CFO Expected to Be Fired for Objecting to M&A Deal
Former HP finance chief says in court that former HP CEO told her she'd be fired after she told the board she objected to the Autonomy deal.
Hewlett-Packard Co.’s former finance chief said she thought she’d be fired when she spoke out against the Autonomy deal at a board meeting on the eve of the $11 billion acquisition.
Cathie Lesjak, who worked at the company for more than 30 years, decided in the early hours of the morning before a crucial board vote to object to the transaction—and fully expected to be fired by CEO Leo Apotheker as a result. On her first day of evidence in the $5.1 billion fraud trial against several former Autonomy managers, Lesjak said she’d believed the 60 percent premium on offer was far too high.
“I thought it was a sure thing that I would be fired,” Lesjak said Monday in the London trial. “I knew I had to speak up.”
Apotheker, who pitched the software acquisition as a way of pivoting the computing giant away from its struggling PC business, testified in April that he felt “blindsided” when Lesjak spoke up in August 2011. After the meeting, Apotheker told her she would be fired, Lesjak said.
In his evidence, Apotheker said he didn’t mind dissent and would have postponed the deal if the board had wanted to do so. But in private, a flurry of emails were being sent as the directors held their discussions.
During the meeting, Lesjak sent an email to Chairman Raymond Lane that described Apotheker as “a dead man walking.” “There is no financial discipline,” she said, and HP had “no real plan.”
When questioned whether it was appropriate to send the messages, Lesjak replied: “I wanted him to know what was really going on.”
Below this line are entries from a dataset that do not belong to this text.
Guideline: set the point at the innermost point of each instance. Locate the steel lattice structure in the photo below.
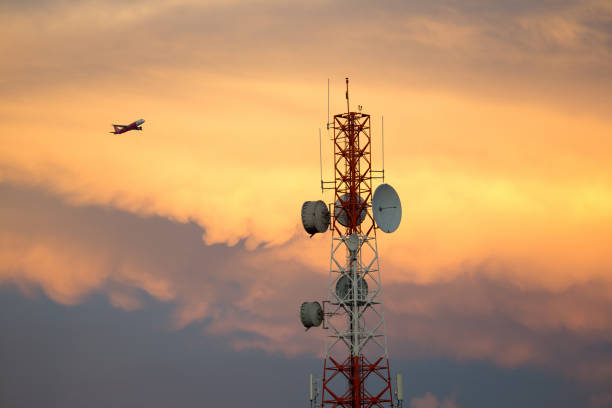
(356, 370)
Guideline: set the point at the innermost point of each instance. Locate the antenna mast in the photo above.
(356, 371)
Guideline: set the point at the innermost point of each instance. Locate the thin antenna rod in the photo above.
(348, 109)
(327, 103)
(382, 121)
(321, 159)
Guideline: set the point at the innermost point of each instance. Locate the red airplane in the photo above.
(125, 128)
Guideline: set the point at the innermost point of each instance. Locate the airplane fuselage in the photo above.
(126, 128)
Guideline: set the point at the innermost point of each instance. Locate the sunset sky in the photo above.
(166, 267)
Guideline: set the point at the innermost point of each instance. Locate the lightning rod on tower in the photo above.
(356, 371)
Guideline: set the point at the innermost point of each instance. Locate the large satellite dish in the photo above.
(387, 208)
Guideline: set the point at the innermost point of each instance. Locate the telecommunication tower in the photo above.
(356, 371)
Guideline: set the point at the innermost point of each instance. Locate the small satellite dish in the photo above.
(315, 217)
(387, 208)
(344, 289)
(352, 242)
(311, 314)
(340, 213)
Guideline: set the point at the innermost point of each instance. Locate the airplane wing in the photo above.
(118, 128)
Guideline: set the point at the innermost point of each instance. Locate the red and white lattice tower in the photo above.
(356, 370)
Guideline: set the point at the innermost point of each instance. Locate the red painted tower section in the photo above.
(356, 368)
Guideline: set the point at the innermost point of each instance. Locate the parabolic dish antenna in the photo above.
(387, 208)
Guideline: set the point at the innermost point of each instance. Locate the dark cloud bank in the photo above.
(94, 354)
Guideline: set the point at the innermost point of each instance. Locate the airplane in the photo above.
(125, 128)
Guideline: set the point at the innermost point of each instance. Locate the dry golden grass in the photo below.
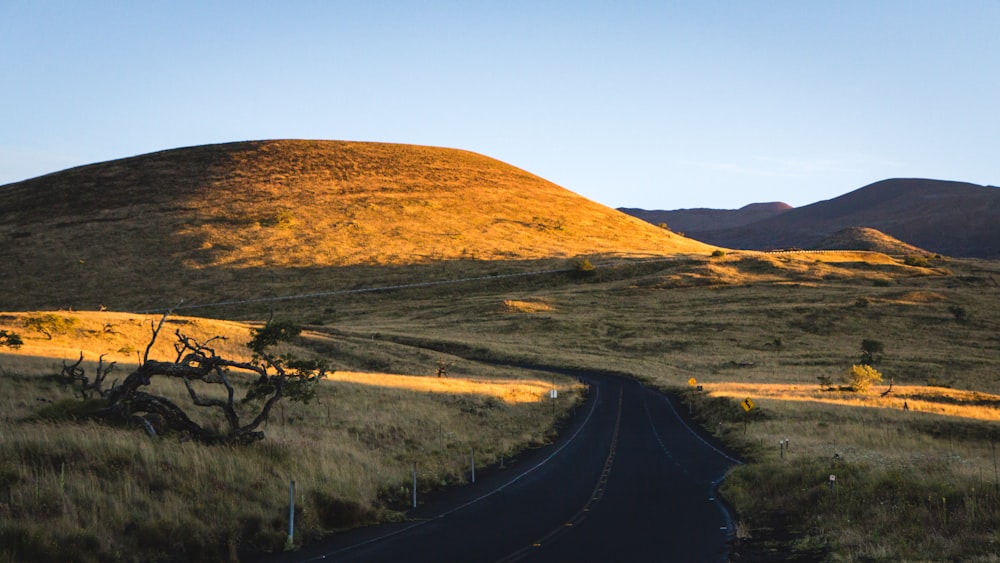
(246, 220)
(972, 405)
(511, 391)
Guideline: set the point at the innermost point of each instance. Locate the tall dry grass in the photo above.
(76, 490)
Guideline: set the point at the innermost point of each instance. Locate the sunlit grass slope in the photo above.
(194, 222)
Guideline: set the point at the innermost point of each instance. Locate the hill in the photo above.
(240, 220)
(863, 238)
(690, 221)
(952, 218)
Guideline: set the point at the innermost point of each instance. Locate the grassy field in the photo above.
(75, 490)
(919, 484)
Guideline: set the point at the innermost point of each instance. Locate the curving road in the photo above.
(627, 481)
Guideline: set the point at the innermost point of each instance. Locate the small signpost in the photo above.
(748, 405)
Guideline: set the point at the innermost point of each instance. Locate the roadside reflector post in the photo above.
(414, 484)
(290, 542)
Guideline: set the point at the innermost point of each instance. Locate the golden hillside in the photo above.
(117, 232)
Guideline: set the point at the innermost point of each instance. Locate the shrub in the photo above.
(917, 261)
(860, 378)
(10, 339)
(870, 350)
(961, 315)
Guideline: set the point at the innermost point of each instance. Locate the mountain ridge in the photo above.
(951, 218)
(164, 222)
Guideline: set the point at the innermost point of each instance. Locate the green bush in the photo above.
(10, 339)
(860, 378)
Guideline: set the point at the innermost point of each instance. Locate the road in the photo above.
(627, 481)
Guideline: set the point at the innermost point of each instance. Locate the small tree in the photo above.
(870, 350)
(860, 378)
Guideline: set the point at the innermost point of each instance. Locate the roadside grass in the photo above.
(76, 490)
(908, 485)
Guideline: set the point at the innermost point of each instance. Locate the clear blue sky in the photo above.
(655, 104)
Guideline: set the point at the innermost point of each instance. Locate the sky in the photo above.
(663, 104)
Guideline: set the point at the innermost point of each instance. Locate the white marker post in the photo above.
(414, 484)
(290, 542)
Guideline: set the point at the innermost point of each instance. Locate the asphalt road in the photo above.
(628, 480)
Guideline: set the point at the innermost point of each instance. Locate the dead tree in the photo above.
(272, 378)
(74, 374)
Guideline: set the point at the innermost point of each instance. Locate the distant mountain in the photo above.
(951, 218)
(864, 238)
(241, 220)
(689, 221)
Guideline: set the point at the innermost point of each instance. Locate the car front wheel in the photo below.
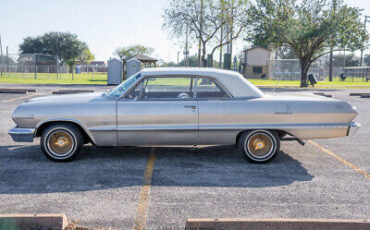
(61, 142)
(259, 146)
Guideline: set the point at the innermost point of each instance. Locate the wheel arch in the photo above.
(279, 132)
(44, 124)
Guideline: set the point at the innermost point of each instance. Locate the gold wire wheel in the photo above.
(260, 145)
(60, 142)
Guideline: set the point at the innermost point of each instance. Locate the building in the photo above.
(255, 62)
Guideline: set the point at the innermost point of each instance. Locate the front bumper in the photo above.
(353, 128)
(22, 134)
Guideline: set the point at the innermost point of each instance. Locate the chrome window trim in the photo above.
(143, 78)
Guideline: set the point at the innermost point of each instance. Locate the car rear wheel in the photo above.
(61, 142)
(259, 146)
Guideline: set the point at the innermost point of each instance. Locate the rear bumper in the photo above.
(353, 128)
(22, 134)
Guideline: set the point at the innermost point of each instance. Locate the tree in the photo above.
(87, 56)
(308, 27)
(367, 59)
(350, 60)
(204, 19)
(127, 51)
(65, 45)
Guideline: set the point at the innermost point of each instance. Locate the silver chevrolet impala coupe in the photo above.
(181, 106)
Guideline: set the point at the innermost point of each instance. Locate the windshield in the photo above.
(121, 88)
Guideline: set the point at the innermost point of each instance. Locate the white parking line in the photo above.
(16, 98)
(142, 208)
(330, 153)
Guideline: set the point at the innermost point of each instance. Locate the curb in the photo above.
(70, 91)
(365, 95)
(33, 221)
(276, 224)
(17, 90)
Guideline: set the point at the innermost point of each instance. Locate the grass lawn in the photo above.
(45, 78)
(101, 78)
(322, 84)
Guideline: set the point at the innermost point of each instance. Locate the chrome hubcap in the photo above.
(260, 145)
(60, 142)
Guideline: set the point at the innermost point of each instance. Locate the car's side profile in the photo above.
(180, 106)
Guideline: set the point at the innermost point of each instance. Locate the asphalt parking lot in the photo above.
(161, 187)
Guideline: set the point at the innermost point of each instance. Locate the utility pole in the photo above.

Apotheker was fired in September 2011, shortly before the Autonomy deal was completed, while Lesjak remained at the firm until February this year. She was speaking at the midway point of the trial where Autonomy founder Mike Lynch is accused of overseeing a massive fraud that led HP into overpaying for his company. A key issue of the case has been the level of due diligence that HP conducted and the extent to which HP knew what it was buying.
Lesjak said she couldn’t remember discussing a series of slides prepared by auditor EY in November 2011 that laid out how Autonomy, once the U.K.’s second-largest software company, was also selling hardware. In one email, she signed off, saying the decks looked good.